Why is it a problem?

To feed the growing demand for palm oil, tropical rainforests and peatlands in Indonesia and other countries are being torn down, with ever-expanding oil palm plantations grown in their place. But it doesn’t have to be this way – palm oil can be grown without destroying rainforests

How much land is being cleared?

An area the size of a football pitch is torn down in Indonesia’s rainforest every 25 seconds, with palm oil driving the destruction. These rainforests are hotspots for biodiversity, and vital for regulating the Earth’s climate.

What’s the impact on wildlife?

Indonesia has more threatened and endangered species than any other country on earth – largely because their habitats have been destroyed, in many cases to expand palm oil plantations.

Bornean orangutan numbers more than halved between 1999 and 2015 with the loss of approximately 150,000 individuals – we lose 25 orangutans every day.

Why is Greenpeace targeting brands?

In the past decade, brands including Nestle, Unilever and Mars have promised they would clean up the palm oil in their products by 2020 – but with less than two years to go, forest destruction in Indonesia shows no signs of slowing down. So we’re putting pressure on the big brands to make sure they put pressure on their suppliers.

How is Greenpeace pushing for change?

In January this year, we challenged 16 of the world’s biggest brands to name the palm oil companies and mills they use. Twelve named their suppliers, which in every case included companies known to destroy forests. The rest failed to respond. Our climate depends on companies ending their role in deforestation, so we’re holding them to account.

Now it’s time to get companies to do something unprecedented – to drop the biggest, dirtiest palm oil trader in the world – Wilmar.

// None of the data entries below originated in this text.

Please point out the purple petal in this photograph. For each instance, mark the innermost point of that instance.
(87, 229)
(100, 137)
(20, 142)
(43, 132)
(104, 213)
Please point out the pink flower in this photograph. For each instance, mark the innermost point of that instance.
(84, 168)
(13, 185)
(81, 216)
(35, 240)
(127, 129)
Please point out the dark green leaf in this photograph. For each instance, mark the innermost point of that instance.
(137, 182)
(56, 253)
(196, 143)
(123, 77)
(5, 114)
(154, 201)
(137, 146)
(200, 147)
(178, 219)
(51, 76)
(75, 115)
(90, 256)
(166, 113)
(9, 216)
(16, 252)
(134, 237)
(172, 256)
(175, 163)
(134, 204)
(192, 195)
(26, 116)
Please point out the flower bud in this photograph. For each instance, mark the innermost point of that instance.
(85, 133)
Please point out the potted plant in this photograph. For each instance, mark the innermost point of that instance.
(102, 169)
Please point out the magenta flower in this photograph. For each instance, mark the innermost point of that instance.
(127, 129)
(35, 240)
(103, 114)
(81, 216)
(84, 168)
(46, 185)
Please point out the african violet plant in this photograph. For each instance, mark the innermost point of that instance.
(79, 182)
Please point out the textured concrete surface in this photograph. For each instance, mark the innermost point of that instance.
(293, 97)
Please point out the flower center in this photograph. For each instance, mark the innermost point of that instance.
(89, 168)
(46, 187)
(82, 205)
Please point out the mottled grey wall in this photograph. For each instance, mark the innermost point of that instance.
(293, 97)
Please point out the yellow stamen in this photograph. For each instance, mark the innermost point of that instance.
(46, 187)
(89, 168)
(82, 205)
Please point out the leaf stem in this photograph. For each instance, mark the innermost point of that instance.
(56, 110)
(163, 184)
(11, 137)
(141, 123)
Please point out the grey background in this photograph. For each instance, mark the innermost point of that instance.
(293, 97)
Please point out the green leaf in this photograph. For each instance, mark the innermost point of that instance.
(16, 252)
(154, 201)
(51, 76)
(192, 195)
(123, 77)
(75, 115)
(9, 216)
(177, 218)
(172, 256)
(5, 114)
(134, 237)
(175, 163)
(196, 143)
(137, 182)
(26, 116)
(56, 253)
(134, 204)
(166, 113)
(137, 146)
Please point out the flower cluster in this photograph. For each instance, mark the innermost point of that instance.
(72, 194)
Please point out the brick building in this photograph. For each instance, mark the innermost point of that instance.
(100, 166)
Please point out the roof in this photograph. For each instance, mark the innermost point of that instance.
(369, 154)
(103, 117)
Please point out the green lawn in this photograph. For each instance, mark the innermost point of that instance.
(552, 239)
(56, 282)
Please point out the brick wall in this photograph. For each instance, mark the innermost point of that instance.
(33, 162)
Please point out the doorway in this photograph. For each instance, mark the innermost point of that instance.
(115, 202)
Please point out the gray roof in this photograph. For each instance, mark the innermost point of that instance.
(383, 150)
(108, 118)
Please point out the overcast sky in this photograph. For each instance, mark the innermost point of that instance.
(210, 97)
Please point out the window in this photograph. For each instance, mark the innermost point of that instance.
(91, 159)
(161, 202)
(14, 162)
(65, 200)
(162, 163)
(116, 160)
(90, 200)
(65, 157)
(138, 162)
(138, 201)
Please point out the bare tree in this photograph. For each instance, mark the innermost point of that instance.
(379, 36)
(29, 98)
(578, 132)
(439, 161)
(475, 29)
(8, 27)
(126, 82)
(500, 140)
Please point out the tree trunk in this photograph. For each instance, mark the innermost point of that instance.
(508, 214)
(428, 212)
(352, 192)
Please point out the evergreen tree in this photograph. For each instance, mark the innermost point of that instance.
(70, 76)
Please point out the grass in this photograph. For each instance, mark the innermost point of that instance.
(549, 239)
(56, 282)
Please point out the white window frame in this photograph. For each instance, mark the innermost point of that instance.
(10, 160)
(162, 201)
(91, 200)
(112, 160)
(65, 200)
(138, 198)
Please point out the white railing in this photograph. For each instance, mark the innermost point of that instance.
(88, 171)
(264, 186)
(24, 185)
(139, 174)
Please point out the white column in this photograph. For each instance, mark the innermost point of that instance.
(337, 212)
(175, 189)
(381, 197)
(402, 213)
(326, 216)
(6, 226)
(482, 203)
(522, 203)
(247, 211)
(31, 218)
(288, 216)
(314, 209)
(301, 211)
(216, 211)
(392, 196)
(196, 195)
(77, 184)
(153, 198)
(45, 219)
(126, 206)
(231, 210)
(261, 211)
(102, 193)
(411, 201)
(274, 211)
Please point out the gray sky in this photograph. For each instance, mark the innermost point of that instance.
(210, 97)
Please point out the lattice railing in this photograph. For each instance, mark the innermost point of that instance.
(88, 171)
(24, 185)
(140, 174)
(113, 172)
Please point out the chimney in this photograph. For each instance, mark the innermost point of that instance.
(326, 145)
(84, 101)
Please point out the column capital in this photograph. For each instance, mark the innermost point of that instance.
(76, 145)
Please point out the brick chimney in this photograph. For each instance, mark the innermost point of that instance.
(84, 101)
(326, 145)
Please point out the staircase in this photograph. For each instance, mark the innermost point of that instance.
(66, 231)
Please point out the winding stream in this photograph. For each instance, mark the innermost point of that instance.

What products contain palm oil from deforestation?

It’s in loads of products! In fact, it’s in 50% of supermarket products – some of which we come across or use everyday like Kit-Kat, Colgate toothpaste, Johnson’s baby lotion,  Dove’s soap, Doritos, Kellogg’s Pop Tarts, Ritz crackers, M&M’s, Head & Shoulders shampoo, and many others!

These companies buy their palm oil from Wilmar – the dirtiest palm oil giant in the world – fuelling destruction, forest fires and human rights abuses across Indonesia.

Palm oil does not have to come from rainforest destruction. Palm oil production is actually really land efficient, however, traders like Wilmar are working with companies destroying new areas of rainforest to grow it.

But Wilmar won’t change until big companies stop buying its dirty palm oil – and that‘s why we are calling on these companies to drop Wilmar.